El poeta Pablo Araya presenta su tercer poemario, Mester de Herrería, recientemente premiado en el Certamen de Publicaciones del Gobierno Regional de Valparaíso. Este concurso literario se ha convertido en la mejor opción editora para los literatos de la región y varios nombres de importancia en las letras locales, como es el caso del autor, han dado lustre al proyecto que, con esta versión, completa cuarenta y dos títulos. Ningún sello de la zona logra, en cantidad y calidad, superar el esfuerzo iniciado por el Intendente de entonces, Gabriel Aldoney, en 1998.
Araya es un nombre reconocido en el ambiente porteño. Alejado de los grandes escenarios y renuente a la figura pública su poesía se establece durante la última década como una opción claramente válida entre las diversas manifestaciones conocidas.
Mester de Herrería reune alrededor de cuarenta poemas breves, a veces epigramáticos, escritos con singular fuerza y gracia. Hay un trasfondo iniciático en el tratamiento del signo por parte de Araya. Su mirada retrospectiva rescata el antiguo, una herrería, en el cual el fuego es el elemento simbólico de mayor significación. Padre y madre manejan la fragua en silencio El autor y su hermano crecen conociendo la palabra quemadura y la palabra calor al mismo tiempo. Su herencia, el símbolo puro que la memoria deslee, es el tema central de este poemario.
En el campo semántico e iniciático, el fuego todo lo transforma. Antes de la estética es la naturaleza la gran deconstructora, el germen ordenador que, al fundir los asuntos del hombre en su magma aparente, libera las moléculas en materiales dispuestos a ser otra cosa; a renacer.
Ese es el tiempo en las raíces, las voces, escoria y lagos de ceniza consumidos ante la mirada del autor. El espacio de una infancia en torno al lar, un especial lar encendido por la herradora; pero también la industriosa imagen de Vulcano al modificar la materia a golpes de acero.
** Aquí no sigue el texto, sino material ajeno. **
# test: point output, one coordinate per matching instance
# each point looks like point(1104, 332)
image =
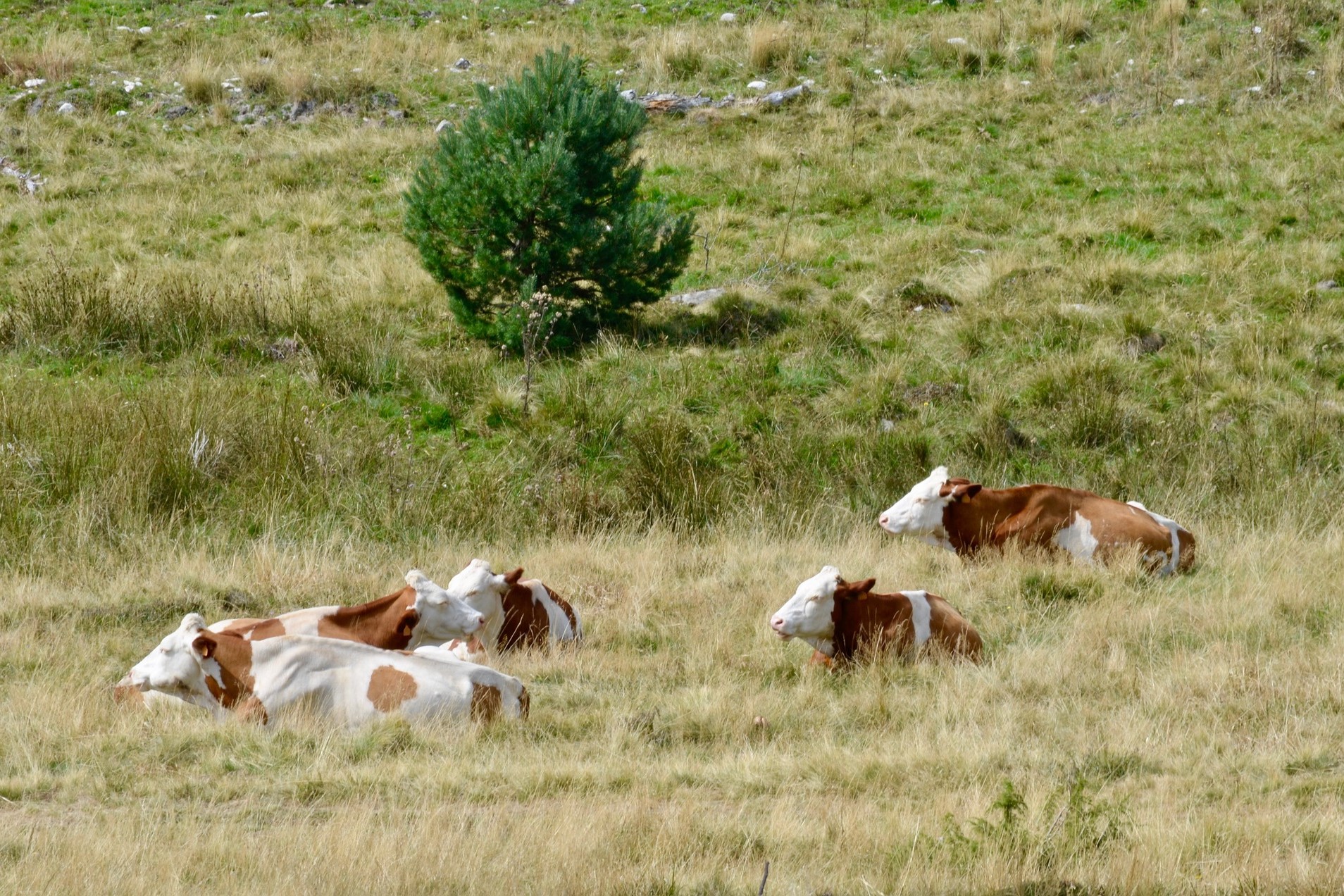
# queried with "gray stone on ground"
point(698, 297)
point(1148, 344)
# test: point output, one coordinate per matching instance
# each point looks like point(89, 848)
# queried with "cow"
point(344, 681)
point(843, 620)
point(518, 613)
point(963, 516)
point(421, 613)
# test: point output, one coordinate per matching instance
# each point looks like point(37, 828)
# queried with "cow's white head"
point(809, 614)
point(180, 664)
point(482, 587)
point(921, 511)
point(440, 616)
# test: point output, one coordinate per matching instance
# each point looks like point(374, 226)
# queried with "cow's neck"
point(969, 524)
point(229, 672)
point(377, 622)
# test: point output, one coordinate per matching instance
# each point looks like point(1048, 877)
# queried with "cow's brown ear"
point(960, 490)
point(406, 626)
point(204, 645)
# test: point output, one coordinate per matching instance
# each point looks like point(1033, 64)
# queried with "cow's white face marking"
point(920, 614)
point(1077, 537)
point(442, 616)
point(176, 668)
point(808, 613)
point(921, 512)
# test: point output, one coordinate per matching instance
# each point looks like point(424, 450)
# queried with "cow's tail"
point(1175, 528)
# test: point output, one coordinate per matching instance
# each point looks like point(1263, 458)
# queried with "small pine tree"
point(540, 187)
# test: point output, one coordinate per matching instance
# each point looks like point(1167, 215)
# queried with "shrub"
point(540, 186)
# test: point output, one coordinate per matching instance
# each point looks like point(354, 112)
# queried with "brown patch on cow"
point(870, 625)
point(387, 622)
point(1034, 515)
point(389, 688)
point(251, 709)
point(525, 622)
point(487, 702)
point(233, 654)
point(260, 630)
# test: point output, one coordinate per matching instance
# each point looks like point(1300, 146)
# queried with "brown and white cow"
point(842, 620)
point(418, 614)
point(346, 681)
point(964, 516)
point(518, 613)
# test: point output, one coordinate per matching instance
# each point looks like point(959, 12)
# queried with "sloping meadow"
point(1093, 244)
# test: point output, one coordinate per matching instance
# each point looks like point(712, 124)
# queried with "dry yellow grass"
point(1202, 712)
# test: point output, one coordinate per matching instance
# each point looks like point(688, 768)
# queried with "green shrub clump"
point(540, 187)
Ese padre, un dios oxidado que hablaba con el humo, fue el fragoroso silencio convertido, un buen día y por necesario bautismo, en la casa de hierro en el agua; en fríos metales. Pues ese hogar, con todo, no era el infierno sino un territorio de pájaros y trinos para exorcizar el mundo.
La revisión del camino se convierte en el tema del Pablo Araya de hoy. Y es la nueva geografía de la sangre, de llamarada vida a llamarada muerte. El fuego del recuerdo lo traslada a su paraíso perdido, hacia aquel país habitado por un hombre que, más allá de su magistral figura construida por la luz y por la sombra, afilaba en secreto un gastado cuchillo de palo.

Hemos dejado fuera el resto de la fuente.